At the 2008 Summer Olympic Games, Beijing authorities even employed cloud seeding to clear the air of pollutants and to keep it from raining over the Bird’s Nest stadium while the games were going on.

There has also been attempts to modify hurricanes using cloud seeding, though this has only been attempted a couple of times back in the 1960s. In these attempts, the hurricanes seeded weakened, one of them considerably, though it is not known for sure whether these hurricanes that were seeded weakened naturally or if the seeding contributed to their weakening. There has also been a recent study that looked at the concept of seeding clouds to make them last longer by increasing droplet concentration, this in turn cools the sea below the clouds – meaning there is less energy to feed the hurricanes. Also another study looked at how seeding a hurricane with saltwater could also tame it.

Controversy

With many of these methods of cloud seeding to alter precipitation and cloud formation, there is a lot of controversy, because cloud seeding interferes with the atmosphere’s natural cycles. If cloud seeding is done on a large scale, it may lead to increased evaporation from outside the area seeded, because the seeded area in theory is taking away moisture.
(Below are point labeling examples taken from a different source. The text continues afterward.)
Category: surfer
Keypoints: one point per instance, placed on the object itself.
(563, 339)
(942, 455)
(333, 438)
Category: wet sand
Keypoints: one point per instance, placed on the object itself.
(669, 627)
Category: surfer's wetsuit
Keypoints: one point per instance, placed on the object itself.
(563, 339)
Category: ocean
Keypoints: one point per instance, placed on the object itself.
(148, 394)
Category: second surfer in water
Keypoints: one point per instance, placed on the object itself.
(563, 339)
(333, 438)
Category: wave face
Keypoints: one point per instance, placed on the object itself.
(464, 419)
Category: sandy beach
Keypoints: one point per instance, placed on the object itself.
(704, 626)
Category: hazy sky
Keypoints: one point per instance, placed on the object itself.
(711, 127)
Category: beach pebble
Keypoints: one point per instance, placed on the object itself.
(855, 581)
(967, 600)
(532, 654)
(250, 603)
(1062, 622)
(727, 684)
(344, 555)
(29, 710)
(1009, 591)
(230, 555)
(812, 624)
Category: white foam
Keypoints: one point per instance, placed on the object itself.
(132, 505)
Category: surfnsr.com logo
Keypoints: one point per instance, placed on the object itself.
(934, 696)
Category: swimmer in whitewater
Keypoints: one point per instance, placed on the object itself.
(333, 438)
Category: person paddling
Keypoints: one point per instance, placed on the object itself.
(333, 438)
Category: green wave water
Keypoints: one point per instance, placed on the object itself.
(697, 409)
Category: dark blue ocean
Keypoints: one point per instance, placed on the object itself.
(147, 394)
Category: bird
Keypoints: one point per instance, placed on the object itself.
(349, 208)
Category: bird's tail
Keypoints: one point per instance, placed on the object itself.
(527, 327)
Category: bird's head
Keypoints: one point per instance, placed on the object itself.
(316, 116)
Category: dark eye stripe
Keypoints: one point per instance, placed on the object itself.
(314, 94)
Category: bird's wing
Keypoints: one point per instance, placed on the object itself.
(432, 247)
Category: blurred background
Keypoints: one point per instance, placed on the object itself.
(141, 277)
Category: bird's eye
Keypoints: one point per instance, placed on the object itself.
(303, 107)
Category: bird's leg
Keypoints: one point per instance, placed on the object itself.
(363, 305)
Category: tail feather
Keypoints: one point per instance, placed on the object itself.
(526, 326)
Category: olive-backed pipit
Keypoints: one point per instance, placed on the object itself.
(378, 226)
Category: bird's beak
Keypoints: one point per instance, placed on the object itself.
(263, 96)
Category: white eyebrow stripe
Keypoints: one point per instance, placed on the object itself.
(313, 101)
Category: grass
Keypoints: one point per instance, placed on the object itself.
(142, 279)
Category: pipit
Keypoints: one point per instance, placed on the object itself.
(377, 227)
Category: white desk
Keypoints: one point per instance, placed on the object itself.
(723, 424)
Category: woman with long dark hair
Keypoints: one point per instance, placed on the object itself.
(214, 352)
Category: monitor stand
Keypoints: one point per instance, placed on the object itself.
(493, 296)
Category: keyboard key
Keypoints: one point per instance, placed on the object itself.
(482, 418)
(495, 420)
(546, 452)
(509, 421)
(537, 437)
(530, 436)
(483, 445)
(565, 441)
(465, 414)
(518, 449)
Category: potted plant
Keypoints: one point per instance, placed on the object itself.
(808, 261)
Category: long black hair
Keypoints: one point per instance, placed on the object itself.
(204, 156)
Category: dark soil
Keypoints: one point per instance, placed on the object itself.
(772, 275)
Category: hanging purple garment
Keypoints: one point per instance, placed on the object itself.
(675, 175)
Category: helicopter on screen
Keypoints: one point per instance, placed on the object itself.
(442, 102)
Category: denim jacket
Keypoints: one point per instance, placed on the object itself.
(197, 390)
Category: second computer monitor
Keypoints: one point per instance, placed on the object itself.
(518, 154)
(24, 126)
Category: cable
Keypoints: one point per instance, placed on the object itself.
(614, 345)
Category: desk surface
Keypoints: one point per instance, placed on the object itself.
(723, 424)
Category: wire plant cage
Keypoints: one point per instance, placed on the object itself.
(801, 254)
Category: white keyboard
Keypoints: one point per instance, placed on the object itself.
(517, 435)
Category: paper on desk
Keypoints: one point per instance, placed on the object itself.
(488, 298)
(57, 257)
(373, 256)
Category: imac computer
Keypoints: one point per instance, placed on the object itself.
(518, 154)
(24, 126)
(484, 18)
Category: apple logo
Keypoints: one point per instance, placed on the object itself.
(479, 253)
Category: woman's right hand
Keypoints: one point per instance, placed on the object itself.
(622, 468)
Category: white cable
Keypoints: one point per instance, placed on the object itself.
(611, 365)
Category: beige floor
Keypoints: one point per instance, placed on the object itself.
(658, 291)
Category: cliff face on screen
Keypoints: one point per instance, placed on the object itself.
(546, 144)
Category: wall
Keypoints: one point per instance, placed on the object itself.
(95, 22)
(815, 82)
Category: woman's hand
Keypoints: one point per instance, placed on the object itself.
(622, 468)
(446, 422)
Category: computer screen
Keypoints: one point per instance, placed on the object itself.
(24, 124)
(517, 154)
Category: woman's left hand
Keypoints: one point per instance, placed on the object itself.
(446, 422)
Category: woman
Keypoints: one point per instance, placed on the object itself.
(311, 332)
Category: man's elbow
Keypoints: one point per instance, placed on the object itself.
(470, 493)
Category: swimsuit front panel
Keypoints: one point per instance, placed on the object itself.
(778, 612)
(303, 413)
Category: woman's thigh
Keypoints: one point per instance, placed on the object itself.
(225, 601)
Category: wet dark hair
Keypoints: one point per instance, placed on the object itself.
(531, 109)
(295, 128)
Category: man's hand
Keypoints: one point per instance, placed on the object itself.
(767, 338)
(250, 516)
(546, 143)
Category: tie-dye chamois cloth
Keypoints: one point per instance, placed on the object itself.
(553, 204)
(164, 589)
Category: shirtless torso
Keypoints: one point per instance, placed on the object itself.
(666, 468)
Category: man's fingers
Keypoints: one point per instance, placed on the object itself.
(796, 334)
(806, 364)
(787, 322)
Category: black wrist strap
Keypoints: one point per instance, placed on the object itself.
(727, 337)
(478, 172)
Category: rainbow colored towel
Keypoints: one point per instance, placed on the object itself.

Though other studies suggest that cloud seeding is unlikely to steal moisture from sites downwind.

Also, there is the issue of the toxicity of the silver iodide. Although silver is toxic to aquatic organisms in large doses, the levels found in surface water after seeding are well below the toxic threshold of 50,000 ppt. However, cloud-seeding using silver iodide on a largescale may increase silver toxicity and other environmental issues – which may become a concern.